You can find first-hand information from the Github repository
I prefer to use Docker instead of installing everything locally. So you can use these command line calls to download the Rasa demo bot and run a first training:
$ git clone https://github.com/RasaHQ/rasa-demo.git
$ cd rasa-demo
$ docker run --rm -v .:/app rasa/rasa:latest-full train --domain domain.yml --data data/core data/nlu --out models/dialogue --augmentation 0
Depending on network speed and hardware this step can take a while.
Place this docker-compose.yml file into the Rasa folder:
version: '3.0'
services:
rasa:
image: rasa/rasa:latest-full
ports:
- 5005:5005
volumes:
- ./:/app
environment:
RASA_DUCKLING_HTTP_URL: http://rasa-duckling:8000
command: run --model models/dialogue --endpoints endpoints.yml
rasa-actions:
build:
context: .
ports:
- 5055:5055
rasa-duckling:
image: rasa/duckling
ports:
- 8000:8000
In the file endpoints.yml change the actions endpoint url from http://localhost:5055/webhook to http://rasa-actions:5055/webhook. Now launch the Rasa service:
$ docker-compose up -d
The Rasa service is now waiting for connections.
Add Voice Capabilities to Rasa
This Github repository includes a custom connector based on the Rasa builtin Socket.io-connector which adds Speech-To-Text and Text-To-Speech capabilities to Rasa.
First, clone the repository and copy the connectors folder to the Rasa folder:
$ git clone https://github.com/codeforequity-at/botium-speech-processing.git
$ cd botium-speech-processing
$ cp -R connectors <rasa-dir>
In the file connectors/rasa/credentials.yml, there is a sample configuration for the Rasa custom connector.

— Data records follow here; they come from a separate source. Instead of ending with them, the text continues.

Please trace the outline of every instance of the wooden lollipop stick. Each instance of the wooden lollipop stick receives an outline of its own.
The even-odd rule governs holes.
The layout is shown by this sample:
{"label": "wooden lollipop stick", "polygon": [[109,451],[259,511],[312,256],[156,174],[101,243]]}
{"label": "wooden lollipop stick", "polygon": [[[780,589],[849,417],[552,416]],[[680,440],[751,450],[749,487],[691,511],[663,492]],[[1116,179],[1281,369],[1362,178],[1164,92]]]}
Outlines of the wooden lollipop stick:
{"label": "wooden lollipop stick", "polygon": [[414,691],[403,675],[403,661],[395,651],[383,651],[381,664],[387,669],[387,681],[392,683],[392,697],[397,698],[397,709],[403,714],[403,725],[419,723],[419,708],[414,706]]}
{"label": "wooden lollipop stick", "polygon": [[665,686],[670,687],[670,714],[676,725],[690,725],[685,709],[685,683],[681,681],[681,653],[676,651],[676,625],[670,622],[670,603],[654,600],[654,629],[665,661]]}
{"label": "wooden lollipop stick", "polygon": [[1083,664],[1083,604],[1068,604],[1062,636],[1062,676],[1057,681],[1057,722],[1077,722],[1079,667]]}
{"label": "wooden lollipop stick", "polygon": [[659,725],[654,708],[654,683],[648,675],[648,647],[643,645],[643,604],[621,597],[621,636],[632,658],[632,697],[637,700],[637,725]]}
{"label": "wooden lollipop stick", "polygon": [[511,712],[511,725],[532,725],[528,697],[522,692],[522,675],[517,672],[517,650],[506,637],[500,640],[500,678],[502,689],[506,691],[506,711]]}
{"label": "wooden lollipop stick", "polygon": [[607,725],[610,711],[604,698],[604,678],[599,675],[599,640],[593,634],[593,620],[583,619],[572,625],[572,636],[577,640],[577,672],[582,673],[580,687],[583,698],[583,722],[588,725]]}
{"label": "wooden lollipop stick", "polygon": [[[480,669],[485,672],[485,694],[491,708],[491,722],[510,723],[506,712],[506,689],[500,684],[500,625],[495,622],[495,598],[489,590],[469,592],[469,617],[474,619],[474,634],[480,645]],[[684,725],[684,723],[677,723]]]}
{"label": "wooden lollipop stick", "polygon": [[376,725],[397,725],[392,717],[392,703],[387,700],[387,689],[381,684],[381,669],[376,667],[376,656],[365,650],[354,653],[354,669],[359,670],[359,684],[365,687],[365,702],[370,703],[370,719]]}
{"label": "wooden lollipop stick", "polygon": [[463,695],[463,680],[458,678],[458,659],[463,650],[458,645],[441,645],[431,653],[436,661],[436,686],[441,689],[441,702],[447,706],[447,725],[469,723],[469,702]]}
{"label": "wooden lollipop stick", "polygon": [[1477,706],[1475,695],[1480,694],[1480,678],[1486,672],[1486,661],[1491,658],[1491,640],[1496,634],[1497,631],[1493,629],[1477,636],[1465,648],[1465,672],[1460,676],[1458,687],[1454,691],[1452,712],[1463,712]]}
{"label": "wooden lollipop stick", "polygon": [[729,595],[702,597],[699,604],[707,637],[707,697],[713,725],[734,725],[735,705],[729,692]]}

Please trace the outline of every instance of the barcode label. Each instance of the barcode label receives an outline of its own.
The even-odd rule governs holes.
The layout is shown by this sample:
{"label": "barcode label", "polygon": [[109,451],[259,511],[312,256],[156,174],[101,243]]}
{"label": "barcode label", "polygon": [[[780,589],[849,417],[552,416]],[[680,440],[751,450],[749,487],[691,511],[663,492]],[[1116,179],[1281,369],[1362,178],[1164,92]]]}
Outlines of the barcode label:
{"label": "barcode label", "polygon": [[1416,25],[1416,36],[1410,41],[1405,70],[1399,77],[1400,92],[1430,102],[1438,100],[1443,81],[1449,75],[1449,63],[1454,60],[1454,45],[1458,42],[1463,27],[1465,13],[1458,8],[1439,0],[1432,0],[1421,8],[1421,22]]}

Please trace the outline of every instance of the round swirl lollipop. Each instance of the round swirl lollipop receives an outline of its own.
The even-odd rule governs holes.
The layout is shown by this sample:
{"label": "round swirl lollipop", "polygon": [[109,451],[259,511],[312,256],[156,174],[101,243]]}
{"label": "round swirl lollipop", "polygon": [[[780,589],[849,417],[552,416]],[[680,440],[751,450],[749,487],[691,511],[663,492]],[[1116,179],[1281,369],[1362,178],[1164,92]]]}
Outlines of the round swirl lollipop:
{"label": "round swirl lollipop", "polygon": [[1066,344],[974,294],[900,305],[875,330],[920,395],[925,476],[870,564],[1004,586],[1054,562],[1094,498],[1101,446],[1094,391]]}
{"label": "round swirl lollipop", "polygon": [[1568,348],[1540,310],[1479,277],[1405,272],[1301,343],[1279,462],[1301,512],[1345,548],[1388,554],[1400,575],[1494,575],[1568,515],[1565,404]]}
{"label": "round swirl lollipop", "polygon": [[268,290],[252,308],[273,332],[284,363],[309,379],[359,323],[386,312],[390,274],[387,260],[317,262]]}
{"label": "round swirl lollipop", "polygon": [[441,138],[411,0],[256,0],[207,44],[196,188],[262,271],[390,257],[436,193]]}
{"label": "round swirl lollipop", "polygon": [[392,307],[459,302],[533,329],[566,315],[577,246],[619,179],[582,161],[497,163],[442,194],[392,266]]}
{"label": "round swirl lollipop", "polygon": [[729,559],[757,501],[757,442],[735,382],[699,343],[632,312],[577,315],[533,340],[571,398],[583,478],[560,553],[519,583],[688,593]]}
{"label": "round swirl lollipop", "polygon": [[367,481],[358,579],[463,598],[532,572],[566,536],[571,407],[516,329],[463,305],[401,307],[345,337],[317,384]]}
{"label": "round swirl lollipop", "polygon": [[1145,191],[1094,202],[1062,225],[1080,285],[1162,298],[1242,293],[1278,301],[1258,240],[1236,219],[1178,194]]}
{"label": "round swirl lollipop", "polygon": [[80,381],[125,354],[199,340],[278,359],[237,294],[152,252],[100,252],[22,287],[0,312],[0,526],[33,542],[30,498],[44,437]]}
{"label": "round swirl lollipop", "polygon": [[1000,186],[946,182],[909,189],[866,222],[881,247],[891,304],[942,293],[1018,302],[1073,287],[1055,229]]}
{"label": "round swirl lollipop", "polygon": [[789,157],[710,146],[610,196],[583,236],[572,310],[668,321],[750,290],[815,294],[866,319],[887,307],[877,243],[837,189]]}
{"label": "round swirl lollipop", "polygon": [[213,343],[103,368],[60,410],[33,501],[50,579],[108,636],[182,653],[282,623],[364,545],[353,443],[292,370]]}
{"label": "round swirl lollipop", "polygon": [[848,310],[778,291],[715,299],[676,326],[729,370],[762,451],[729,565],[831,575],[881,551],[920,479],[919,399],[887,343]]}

You can either use this file directly or copy the configuration of the botium.SocketIOVoiceInput connector to your existing Rasa credentials.yml
Change the file to point to your local workstation for speech processing (it also starts a REST connector for convenience and other tests):
botium.SocketIOVoiceInput:
socketio_path: /socket.io
user_message_evt: user_uttered
bot_message_evt: bot_uttered
session_persistence: false
botium_speech_url: http://localhost
botium_speech_apikey:
botium_speech_language: en
botium_speech_voice: dfki-poppy-hsmmrest:
Then, change the docker-compose.yml file for Rasa to use this connector.
version: '3.0'
services:
rasa:
image: rasa/rasa:latest-full
ports:
- 5005:5005
volumes:
- ./:/app
environment:
PYTHONPATH: "/app/connectors/rasa:/app"
RASA_DUCKLING_HTTP_URL: http://rasa-duckling:8000
command: run --cors "*" --credentials /app/connectors/rasa/credentials.yml --enable-api --model models/dialogue --endpoints endpoints.yml
rasa-actions:
build:
context: .
ports:
- 5055:5055
rasa-duckling:
image: rasa/duckling
ports:
- 8000:8000
Restart Rasa to make the changes to your Docker containers.
$ docker-compose up -d
Testing
There is a simple test client based on the Rasa Voice Interface available in the Botium Speech Processing project.
In the connectors/rasa/client directory, change the Rasa endpoint in the docker-compose.yml file:
version: '3'
services:
frontend:
build:
context: .
args:
RASA_ENDPOINT: http://localhost:5005
RASA_PATH: /socket.io
PUBLIC_PATH: /
image: botium/botium-speech-rasa-voice
restart: always
ports:
- 4700:8080
Then launch the website with “docker-compose up -d” and access the web interface at http://localhost:4700 to give a chat to your Rasa chatbot.
Now it is time to run on your microphone and speakers and have a chat with Rasa!